KDM2A Antibodies

Lysine-specific demethylase 2A (KDM2A)

Histone demethylase that especially demethylates'Lys- 36' of histone H3, thereby playing a central role in histone code. Preferentially demethylates dimethylated H3'Lys-36' residue while it has weak or no activity for mono- and tri-methylated H3'Lys- 36'.
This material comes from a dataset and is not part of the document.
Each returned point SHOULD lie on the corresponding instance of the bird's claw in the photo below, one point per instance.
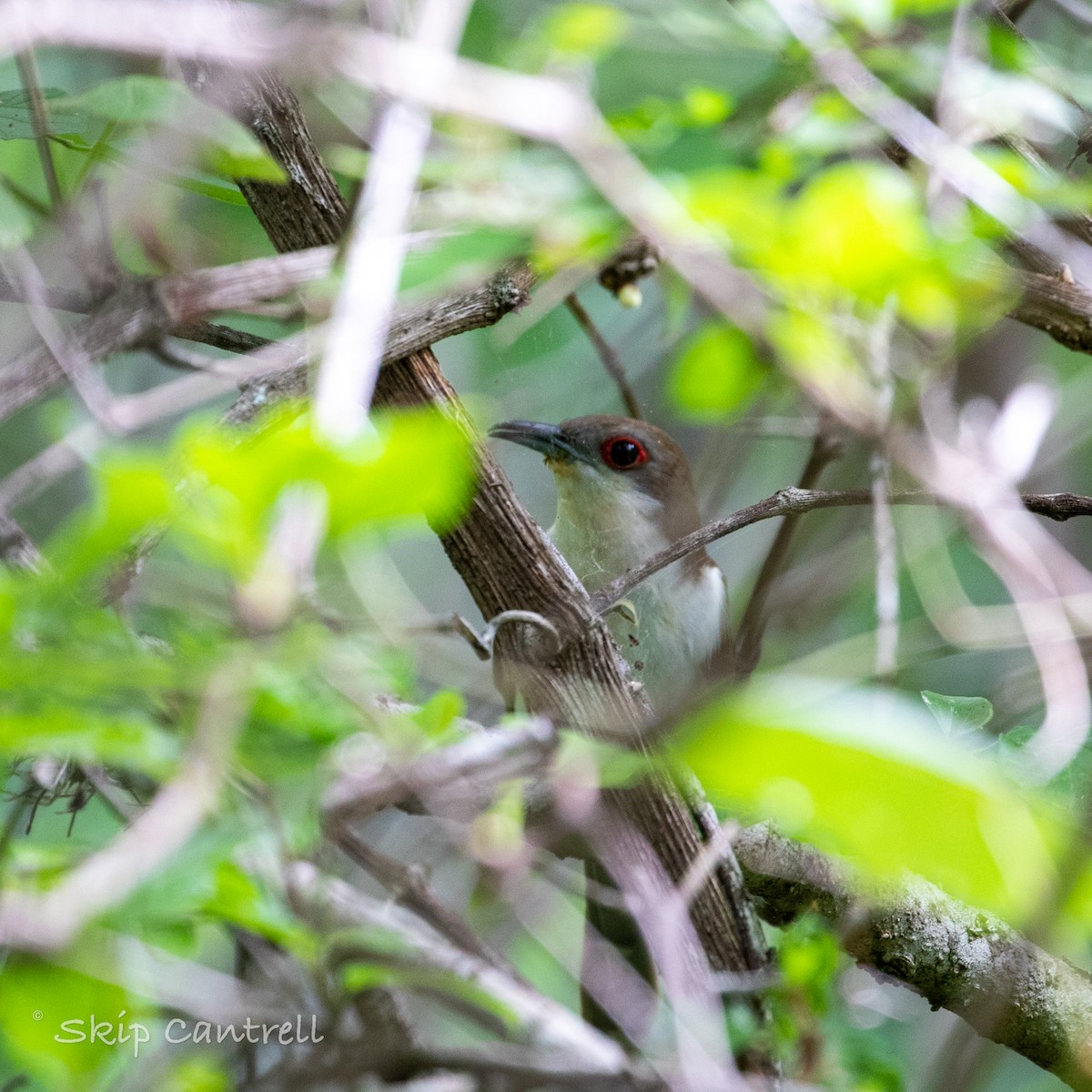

May also recognize and bind to some phosphorylated proteins and encourage their ubiquitination and degradation. Required to keep the heterochromatic state.

Gene Information

Human
Gene Name:	KDM2A
Uniprot:	Q9Y2K7
Entrez:	22992

Family

Belongs to:
JHDM1 histone demethylase family

Alternative Names

[Histone-H3]-lysine-36 demethylase 1A; CXXC8F-box protein FBL7; CXXC-type zinc finger protein 8; FBL11DKFZp434M1735; FBL7F-box protein Lilina; F-box and leucine-rich repeat protein 11DKFZP434M1735; F-box protein FBL11; FBXL11FLJ46431; FLJ00115; JHDM1AF-box/LRR-repeat protein 11; JmjC domain-containing histone demethylation protein 1A; jumonji C domain-containing histone demethylase 1A; KIAA1004EC 1.14.11.27; LILINA; lysine (K)-specific demethylase 2A; lysine-specific demethylase 2A; SF-KDM2A

Molecular Weight

Mass (kDA):
132.793 kDA

Genomic Context

Human
Location:	11q13.2
Sequence:	11; NC_000011.10 (67119263..67258082)

Tissue Specificity

Widely expressed, with highest levels in brain, testis and ovary, followed by lung.

Subcellular Localizations

Nucleus, nucleoplasm. Punctate expression throughout the nucleoplasm and enriched in the perinucleolar region. Specifically nucleates at CpG islands where it's presence results in chromatin depleted in H3K36me2.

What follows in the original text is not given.